Petit dialogue -imaginaire ?- entre la télévision et le football (sport encore couramment pratiqué dans la première moitié du XXIe siècle).
La télévision : Moi je t’aime, mon football
Le football : Non
T : Comment ça, non ?
F : Tu fais juste semblant. C’est d’ailleurs ce que tu connais le mieux, « faire comme si ». Ce que tu montres à ton public, c’est plus moi, c’est une mauvaise copie de moi. Quand je me regarde sur tes écrans, je me reconnais à peine.
T : Mais c’est pour mieux te servir, mon ami, que je fais tout ça. Je me donne un mal de chien, tu sais, c’est du boulot ! Et puis allez, regarde la finale Francfort-Real Madrid de 1960, entièrement filmée en plans moyens –même pas larges !-c’était pas le pied quand même ! OK, ça a fait 7 à 3, 10 buts. Mais y avait même pas de ralentis, tu te rends compte ?

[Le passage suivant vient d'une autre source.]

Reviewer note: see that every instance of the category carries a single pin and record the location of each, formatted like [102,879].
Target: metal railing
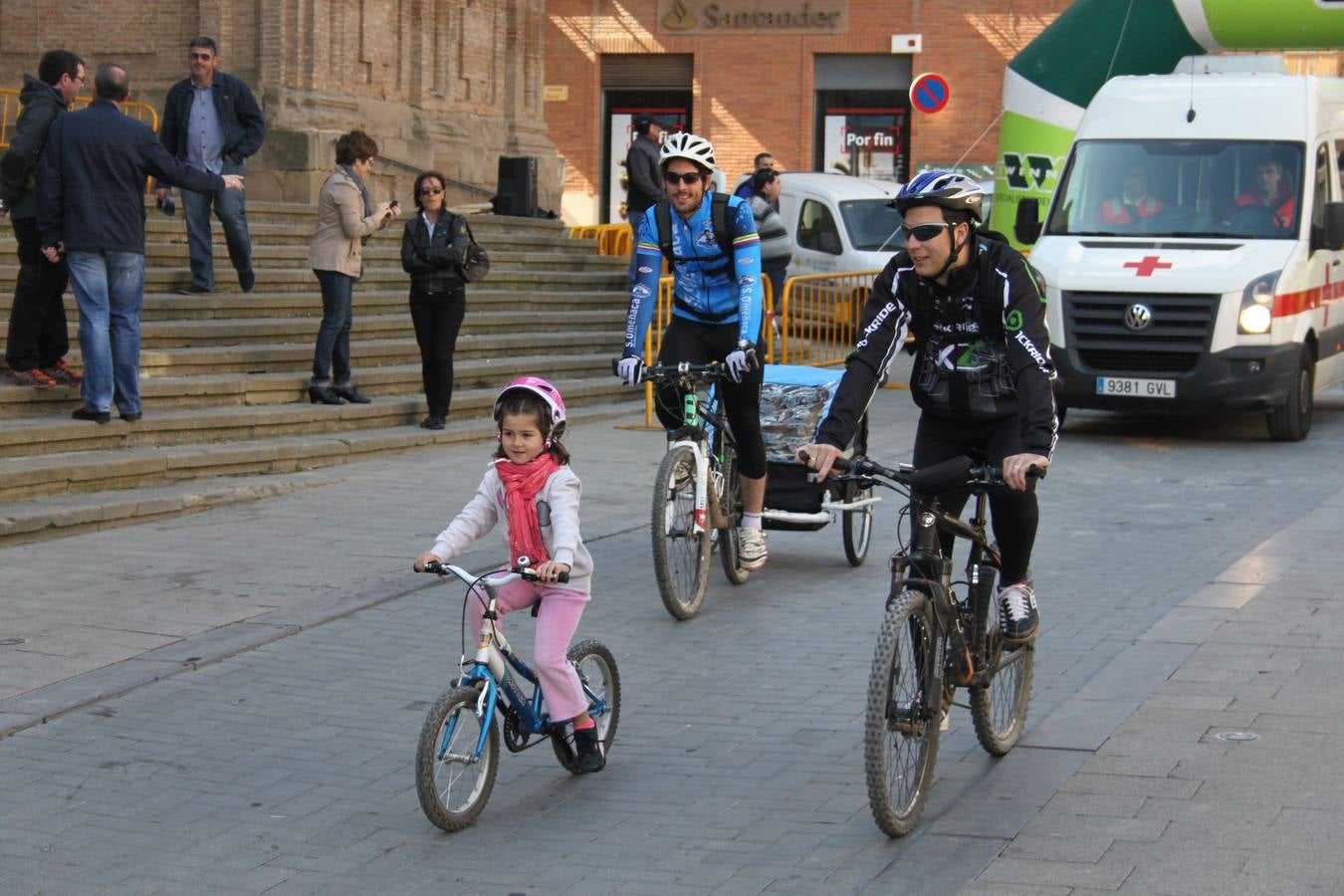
[10,109]
[817,323]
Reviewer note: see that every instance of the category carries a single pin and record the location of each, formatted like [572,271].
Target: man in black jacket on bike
[212,122]
[982,376]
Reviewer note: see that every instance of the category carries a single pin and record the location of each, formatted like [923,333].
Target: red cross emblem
[1147,266]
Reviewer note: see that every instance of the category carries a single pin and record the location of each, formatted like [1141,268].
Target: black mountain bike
[934,641]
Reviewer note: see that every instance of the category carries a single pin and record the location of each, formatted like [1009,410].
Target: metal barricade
[10,109]
[818,318]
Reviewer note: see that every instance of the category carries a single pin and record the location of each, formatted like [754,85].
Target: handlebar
[959,470]
[522,571]
[659,372]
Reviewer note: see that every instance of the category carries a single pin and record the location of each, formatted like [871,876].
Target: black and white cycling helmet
[947,189]
[690,146]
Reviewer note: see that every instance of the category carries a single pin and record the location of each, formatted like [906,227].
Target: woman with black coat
[433,246]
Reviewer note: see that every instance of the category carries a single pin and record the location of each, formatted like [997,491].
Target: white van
[839,223]
[1193,247]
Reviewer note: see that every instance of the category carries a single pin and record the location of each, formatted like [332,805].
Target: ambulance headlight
[1256,312]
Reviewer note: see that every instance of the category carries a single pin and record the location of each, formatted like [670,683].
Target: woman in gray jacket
[345,218]
[776,246]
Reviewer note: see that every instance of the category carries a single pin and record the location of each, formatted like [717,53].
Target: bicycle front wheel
[452,780]
[999,710]
[602,684]
[901,723]
[680,554]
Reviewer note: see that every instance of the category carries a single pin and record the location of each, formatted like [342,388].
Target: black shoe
[323,395]
[89,414]
[351,394]
[1017,617]
[587,750]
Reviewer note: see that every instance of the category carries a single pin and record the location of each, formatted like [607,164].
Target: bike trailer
[794,399]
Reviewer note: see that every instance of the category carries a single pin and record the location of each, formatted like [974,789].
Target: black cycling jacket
[960,372]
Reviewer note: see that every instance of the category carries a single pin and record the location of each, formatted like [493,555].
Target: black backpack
[722,233]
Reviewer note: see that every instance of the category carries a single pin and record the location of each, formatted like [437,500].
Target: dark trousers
[703,342]
[38,320]
[438,318]
[331,354]
[1012,515]
[233,215]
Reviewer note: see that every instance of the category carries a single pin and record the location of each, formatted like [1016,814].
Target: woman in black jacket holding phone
[433,246]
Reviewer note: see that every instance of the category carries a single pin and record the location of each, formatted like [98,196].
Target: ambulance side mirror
[1333,229]
[1027,225]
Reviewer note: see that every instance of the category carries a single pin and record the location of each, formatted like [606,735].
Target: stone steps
[61,495]
[235,388]
[223,375]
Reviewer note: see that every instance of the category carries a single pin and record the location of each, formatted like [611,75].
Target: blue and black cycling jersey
[706,289]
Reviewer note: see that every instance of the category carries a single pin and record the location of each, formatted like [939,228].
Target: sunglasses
[922,233]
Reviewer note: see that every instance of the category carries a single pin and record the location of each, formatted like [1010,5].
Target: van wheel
[1293,421]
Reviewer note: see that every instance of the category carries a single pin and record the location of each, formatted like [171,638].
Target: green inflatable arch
[1048,85]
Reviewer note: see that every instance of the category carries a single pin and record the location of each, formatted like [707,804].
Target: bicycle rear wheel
[453,784]
[730,501]
[680,555]
[999,710]
[601,681]
[901,723]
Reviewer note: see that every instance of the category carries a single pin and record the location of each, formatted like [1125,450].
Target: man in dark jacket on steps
[92,207]
[37,344]
[212,121]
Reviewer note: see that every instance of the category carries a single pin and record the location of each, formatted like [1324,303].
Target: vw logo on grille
[1139,316]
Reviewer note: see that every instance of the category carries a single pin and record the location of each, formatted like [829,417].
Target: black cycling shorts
[703,342]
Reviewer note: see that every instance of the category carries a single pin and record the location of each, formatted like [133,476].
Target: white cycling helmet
[690,146]
[943,188]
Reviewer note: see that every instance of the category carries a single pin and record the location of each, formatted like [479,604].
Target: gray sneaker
[1017,617]
[752,550]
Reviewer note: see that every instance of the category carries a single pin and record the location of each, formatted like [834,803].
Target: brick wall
[756,92]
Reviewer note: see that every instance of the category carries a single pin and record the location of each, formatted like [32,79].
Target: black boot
[587,750]
[323,395]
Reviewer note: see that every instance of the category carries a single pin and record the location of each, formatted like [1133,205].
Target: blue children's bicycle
[459,754]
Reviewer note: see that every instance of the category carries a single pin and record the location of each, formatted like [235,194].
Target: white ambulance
[1194,242]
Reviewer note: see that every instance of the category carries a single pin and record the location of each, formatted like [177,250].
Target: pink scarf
[522,483]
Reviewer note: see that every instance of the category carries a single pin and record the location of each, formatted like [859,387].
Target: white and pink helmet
[545,391]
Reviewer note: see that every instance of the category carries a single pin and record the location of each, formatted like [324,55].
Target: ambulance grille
[1172,342]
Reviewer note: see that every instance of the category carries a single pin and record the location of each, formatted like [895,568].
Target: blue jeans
[110,289]
[233,215]
[331,356]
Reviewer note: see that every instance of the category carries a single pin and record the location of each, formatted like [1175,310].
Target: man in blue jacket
[212,121]
[92,208]
[37,346]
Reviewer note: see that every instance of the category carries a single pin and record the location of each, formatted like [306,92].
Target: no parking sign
[929,93]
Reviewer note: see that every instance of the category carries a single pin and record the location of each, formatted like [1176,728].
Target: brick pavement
[1171,611]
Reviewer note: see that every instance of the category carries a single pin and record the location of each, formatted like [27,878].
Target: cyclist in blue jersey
[715,256]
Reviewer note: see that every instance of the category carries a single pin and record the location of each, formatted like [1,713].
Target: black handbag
[476,262]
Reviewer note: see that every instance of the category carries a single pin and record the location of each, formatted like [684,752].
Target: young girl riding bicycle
[533,489]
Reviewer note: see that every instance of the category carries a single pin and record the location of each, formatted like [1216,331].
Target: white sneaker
[1017,617]
[752,550]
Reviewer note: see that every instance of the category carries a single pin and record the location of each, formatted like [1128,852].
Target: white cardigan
[557,511]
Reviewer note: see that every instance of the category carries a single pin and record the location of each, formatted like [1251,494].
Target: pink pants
[557,622]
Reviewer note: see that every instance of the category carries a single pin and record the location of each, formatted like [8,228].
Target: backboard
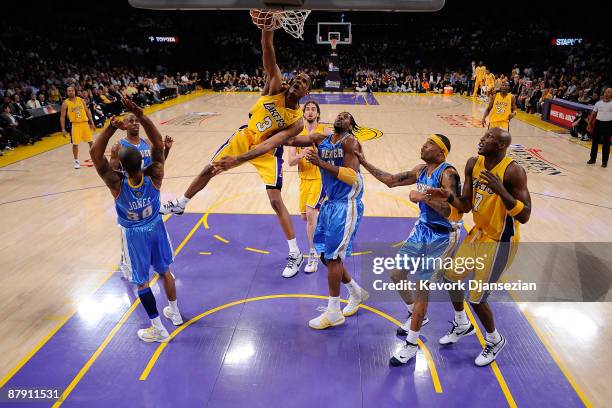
[345,5]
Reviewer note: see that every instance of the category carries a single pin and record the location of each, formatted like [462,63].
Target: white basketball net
[292,21]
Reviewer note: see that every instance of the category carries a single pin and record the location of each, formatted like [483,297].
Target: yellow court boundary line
[260,251]
[48,337]
[494,366]
[220,238]
[55,140]
[551,352]
[147,370]
[114,331]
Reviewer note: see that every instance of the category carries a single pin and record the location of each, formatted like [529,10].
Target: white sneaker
[313,264]
[403,330]
[326,319]
[403,355]
[171,207]
[490,351]
[354,303]
[176,318]
[294,263]
[457,331]
[152,334]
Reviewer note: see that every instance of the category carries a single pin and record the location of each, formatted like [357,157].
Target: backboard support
[331,5]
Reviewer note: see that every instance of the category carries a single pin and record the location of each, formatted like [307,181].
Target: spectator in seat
[33,102]
[10,124]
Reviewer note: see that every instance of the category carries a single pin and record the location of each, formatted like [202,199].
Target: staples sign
[561,115]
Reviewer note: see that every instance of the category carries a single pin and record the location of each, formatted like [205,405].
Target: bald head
[494,142]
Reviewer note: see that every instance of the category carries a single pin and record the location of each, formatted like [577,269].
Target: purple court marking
[341,99]
[262,353]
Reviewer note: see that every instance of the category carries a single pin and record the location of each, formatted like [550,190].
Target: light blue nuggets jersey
[144,149]
[427,215]
[335,189]
[137,206]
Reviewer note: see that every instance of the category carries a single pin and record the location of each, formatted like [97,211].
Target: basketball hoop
[292,21]
[334,43]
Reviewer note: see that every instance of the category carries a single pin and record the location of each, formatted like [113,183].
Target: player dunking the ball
[276,114]
[136,193]
[340,214]
[495,190]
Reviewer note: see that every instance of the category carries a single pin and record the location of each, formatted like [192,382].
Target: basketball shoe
[403,355]
[403,329]
[490,351]
[294,263]
[176,318]
[457,331]
[354,302]
[326,319]
[172,207]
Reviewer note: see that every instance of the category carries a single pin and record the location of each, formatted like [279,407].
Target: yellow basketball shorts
[311,194]
[487,258]
[503,124]
[269,166]
[80,132]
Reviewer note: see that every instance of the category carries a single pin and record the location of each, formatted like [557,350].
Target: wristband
[455,215]
[517,209]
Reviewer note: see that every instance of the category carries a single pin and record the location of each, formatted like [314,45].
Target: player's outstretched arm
[278,139]
[390,180]
[306,141]
[512,190]
[274,78]
[347,173]
[111,178]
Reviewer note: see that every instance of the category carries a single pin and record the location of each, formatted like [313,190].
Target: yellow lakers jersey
[480,72]
[76,110]
[269,115]
[502,107]
[490,213]
[307,170]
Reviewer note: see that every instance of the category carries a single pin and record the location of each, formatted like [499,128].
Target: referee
[600,128]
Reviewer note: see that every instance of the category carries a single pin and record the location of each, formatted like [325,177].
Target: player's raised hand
[117,123]
[360,156]
[492,181]
[168,142]
[226,163]
[132,107]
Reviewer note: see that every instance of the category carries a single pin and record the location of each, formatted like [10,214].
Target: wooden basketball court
[60,246]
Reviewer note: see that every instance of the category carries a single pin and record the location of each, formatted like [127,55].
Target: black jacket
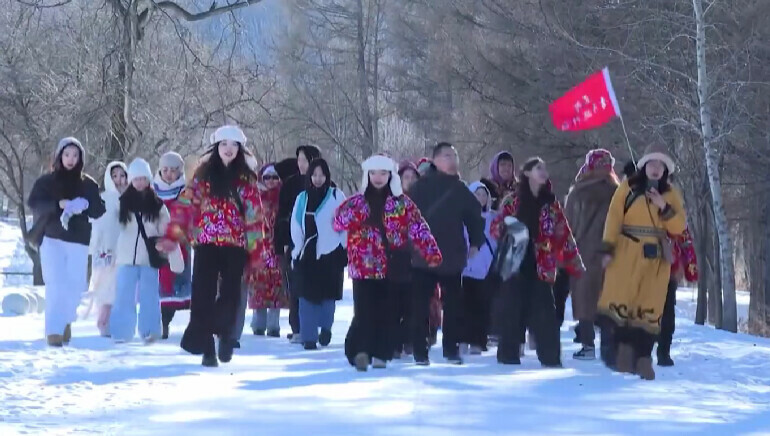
[44,202]
[447,215]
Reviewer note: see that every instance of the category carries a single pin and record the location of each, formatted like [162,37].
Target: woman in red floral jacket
[217,215]
[684,268]
[380,221]
[528,297]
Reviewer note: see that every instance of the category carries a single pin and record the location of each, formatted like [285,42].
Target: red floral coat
[263,274]
[685,262]
[201,219]
[367,258]
[555,246]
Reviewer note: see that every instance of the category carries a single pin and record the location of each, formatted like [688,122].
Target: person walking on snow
[502,170]
[62,203]
[104,241]
[218,211]
[637,259]
[175,289]
[528,297]
[586,209]
[290,189]
[143,221]
[318,256]
[267,296]
[447,206]
[476,283]
[381,224]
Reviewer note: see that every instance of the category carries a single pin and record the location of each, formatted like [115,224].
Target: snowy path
[720,386]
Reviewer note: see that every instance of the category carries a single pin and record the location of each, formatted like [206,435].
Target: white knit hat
[64,142]
[172,160]
[139,168]
[233,133]
[381,162]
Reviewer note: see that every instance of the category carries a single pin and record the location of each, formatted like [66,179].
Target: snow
[720,385]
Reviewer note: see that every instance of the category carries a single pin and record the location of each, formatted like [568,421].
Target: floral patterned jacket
[367,258]
[555,246]
[201,219]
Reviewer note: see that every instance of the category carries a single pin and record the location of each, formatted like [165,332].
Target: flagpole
[628,142]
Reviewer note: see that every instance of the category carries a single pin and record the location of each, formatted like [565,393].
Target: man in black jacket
[291,187]
[448,207]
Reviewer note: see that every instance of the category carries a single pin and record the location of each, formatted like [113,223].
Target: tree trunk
[727,266]
[367,143]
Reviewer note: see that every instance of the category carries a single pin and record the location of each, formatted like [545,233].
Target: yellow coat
[635,288]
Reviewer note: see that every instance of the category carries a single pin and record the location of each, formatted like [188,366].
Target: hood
[109,185]
[493,171]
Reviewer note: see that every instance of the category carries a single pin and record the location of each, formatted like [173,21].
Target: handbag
[36,233]
[157,259]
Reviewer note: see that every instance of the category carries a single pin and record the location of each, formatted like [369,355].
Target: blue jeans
[312,316]
[132,281]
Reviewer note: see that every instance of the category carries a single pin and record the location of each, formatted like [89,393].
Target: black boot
[226,347]
[664,355]
[325,337]
[210,361]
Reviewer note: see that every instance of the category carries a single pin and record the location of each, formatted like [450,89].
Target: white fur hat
[382,162]
[139,168]
[233,133]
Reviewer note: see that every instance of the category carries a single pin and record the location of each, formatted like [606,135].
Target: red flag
[589,105]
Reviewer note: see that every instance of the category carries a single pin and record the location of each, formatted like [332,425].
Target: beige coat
[131,249]
[586,210]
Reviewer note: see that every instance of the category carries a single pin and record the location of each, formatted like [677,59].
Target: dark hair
[638,182]
[438,148]
[318,163]
[146,203]
[67,181]
[629,169]
[310,151]
[222,178]
[524,191]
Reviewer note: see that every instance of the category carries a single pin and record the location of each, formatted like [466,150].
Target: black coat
[447,215]
[44,201]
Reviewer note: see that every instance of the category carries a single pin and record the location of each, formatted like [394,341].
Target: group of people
[497,257]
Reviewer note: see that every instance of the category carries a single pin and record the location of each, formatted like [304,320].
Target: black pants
[214,301]
[402,303]
[560,294]
[641,341]
[451,297]
[286,272]
[529,303]
[668,320]
[167,314]
[371,329]
[476,315]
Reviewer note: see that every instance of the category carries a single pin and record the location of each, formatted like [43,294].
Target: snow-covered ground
[720,386]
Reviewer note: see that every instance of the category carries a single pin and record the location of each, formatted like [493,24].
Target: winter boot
[664,355]
[325,337]
[226,347]
[362,362]
[644,368]
[210,361]
[55,340]
[625,361]
[585,353]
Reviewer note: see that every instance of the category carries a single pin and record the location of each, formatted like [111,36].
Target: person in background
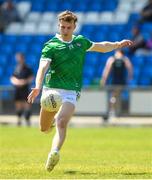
[138,39]
[146,13]
[8,14]
[21,79]
[116,66]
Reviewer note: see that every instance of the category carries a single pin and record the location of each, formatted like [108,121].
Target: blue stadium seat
[3,60]
[91,59]
[6,48]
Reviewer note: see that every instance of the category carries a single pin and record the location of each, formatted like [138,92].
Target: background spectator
[116,66]
[138,39]
[21,79]
[146,13]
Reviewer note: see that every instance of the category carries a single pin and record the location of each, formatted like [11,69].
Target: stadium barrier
[94,101]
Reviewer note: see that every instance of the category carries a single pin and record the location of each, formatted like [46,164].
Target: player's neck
[66,38]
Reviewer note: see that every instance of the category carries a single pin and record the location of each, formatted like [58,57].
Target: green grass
[88,153]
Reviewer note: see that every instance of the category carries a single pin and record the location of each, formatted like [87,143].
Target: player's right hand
[33,94]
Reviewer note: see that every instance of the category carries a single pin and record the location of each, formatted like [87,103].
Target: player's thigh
[65,113]
[46,118]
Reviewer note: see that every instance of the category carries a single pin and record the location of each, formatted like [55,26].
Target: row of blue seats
[94,65]
[73,5]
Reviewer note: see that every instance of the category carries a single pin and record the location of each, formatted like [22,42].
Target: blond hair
[67,16]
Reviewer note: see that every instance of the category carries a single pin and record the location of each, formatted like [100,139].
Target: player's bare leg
[46,120]
[19,111]
[27,112]
[62,118]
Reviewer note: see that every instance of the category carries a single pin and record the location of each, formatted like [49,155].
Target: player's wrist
[117,44]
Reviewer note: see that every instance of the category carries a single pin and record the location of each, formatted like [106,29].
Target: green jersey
[67,59]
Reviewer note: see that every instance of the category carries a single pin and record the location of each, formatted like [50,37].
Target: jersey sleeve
[47,52]
[87,44]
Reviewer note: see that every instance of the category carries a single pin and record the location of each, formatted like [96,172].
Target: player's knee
[44,129]
[61,123]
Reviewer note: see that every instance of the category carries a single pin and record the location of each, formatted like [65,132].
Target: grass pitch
[88,153]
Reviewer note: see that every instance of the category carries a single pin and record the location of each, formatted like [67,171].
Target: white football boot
[53,159]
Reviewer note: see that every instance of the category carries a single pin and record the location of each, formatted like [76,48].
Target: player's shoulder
[80,37]
[50,43]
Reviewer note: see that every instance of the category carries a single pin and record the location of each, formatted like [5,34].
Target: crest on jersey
[78,44]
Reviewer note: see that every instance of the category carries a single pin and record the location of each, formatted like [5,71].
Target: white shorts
[66,95]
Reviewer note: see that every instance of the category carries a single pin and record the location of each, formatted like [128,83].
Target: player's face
[19,59]
[66,28]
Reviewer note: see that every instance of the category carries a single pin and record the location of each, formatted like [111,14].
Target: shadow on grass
[74,172]
[136,173]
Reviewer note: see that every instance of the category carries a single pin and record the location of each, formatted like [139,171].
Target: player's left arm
[107,46]
[129,67]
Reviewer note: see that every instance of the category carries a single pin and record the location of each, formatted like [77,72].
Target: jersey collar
[58,36]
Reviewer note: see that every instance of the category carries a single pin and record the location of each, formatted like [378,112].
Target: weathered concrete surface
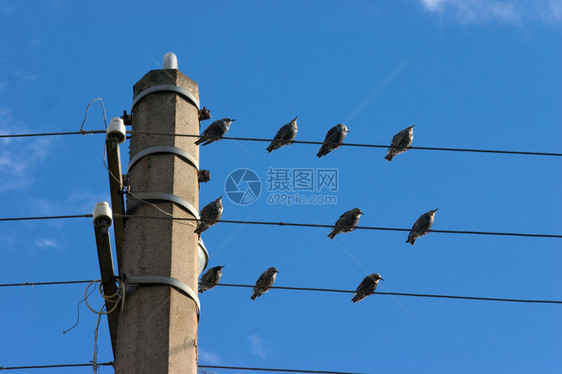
[157,331]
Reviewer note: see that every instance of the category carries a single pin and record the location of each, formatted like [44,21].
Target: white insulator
[170,61]
[116,129]
[102,214]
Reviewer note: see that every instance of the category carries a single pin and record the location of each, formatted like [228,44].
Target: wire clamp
[166,88]
[173,282]
[164,149]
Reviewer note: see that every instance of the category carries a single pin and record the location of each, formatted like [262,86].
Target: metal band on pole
[167,197]
[166,88]
[157,279]
[164,149]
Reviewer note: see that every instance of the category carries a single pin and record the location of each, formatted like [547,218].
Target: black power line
[83,132]
[201,366]
[364,145]
[45,217]
[473,150]
[322,290]
[358,227]
[275,370]
[53,366]
[292,224]
[32,284]
[403,294]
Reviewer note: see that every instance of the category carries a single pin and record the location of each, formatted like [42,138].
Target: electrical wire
[88,108]
[45,217]
[363,145]
[33,284]
[53,366]
[275,370]
[447,149]
[291,224]
[83,132]
[535,301]
[201,366]
[358,227]
[404,294]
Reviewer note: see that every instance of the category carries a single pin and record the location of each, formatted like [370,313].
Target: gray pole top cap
[170,61]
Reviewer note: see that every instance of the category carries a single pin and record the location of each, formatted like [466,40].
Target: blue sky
[476,74]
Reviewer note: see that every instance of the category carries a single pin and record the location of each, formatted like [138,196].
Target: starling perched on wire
[334,138]
[422,226]
[210,279]
[264,282]
[400,142]
[284,136]
[215,131]
[367,287]
[346,223]
[210,215]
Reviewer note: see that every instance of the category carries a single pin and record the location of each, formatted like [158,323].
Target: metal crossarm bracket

F : Tu sais combien y avait de spectateurs à Glasgow, pour cette finale ? 127 000 ! Pour un match qu’était pas le pied… Di Stefano, Puskas, Gento, ils étaient nuls ?
T : Mais chez eux, les gens, ils s’emmerdaient. On aurait revu chaque but de Di Stefano cinq fois, ça aurait quand même eu une autre gueule non ? Et en superloupe, je te dis pas, on aurait pu voir le bout de son lacet sur son extérieur du pied de la 73e minute. C’est une information, ça, non ?
F : Je me souviens pas de cet extérieur du pied là et moi je vais te dire, j’m’en fous. Les lacets, c’est juste dans le vestiaire avant le match. Faut faire gaffe avec, pour pas se mélanger les pinceaux pendant. Mais voir ça pendant le match, comme tu dis en superloupe, pour quoi faire ? J’aimerais mieux continuer à voir le match qui se joue là-dessous et que du coup plus personne ne voit… Et puis aussi, les spectatrices qui se griment pour passer (peut-être) deux secondes sur l’écran géant du stade, les supporters qui font coucou, les gamins accoutrés comme pour Halloween, je m’en contrefiche.
T : Oui oui, mon ami le foot, mais t’as entendu parler de la modernité, j’espère ? T’es en 2019 coco (je me permets, hein, on est potes…), faut te mettre à jour. Ce qui compte aujourd’hui c’est de tout voir. Bon d’accord, y a encore des trucs qui nous échappent, à nous télé, mais pas beaucoup. Le téléspectateur, que nous servons fidèlement, comme tu le sais (surtout quand les audiences sont bonnes évidemment…) il veut tout voir, c’est comme ça. C’est un peu comme si tu disais : la vidéosurveillance d’accord, mais à 58 %. T’imagines ?! Il resterait 42 % qu’on verrait pas… Qu’est-ce que tu dirais de ça ?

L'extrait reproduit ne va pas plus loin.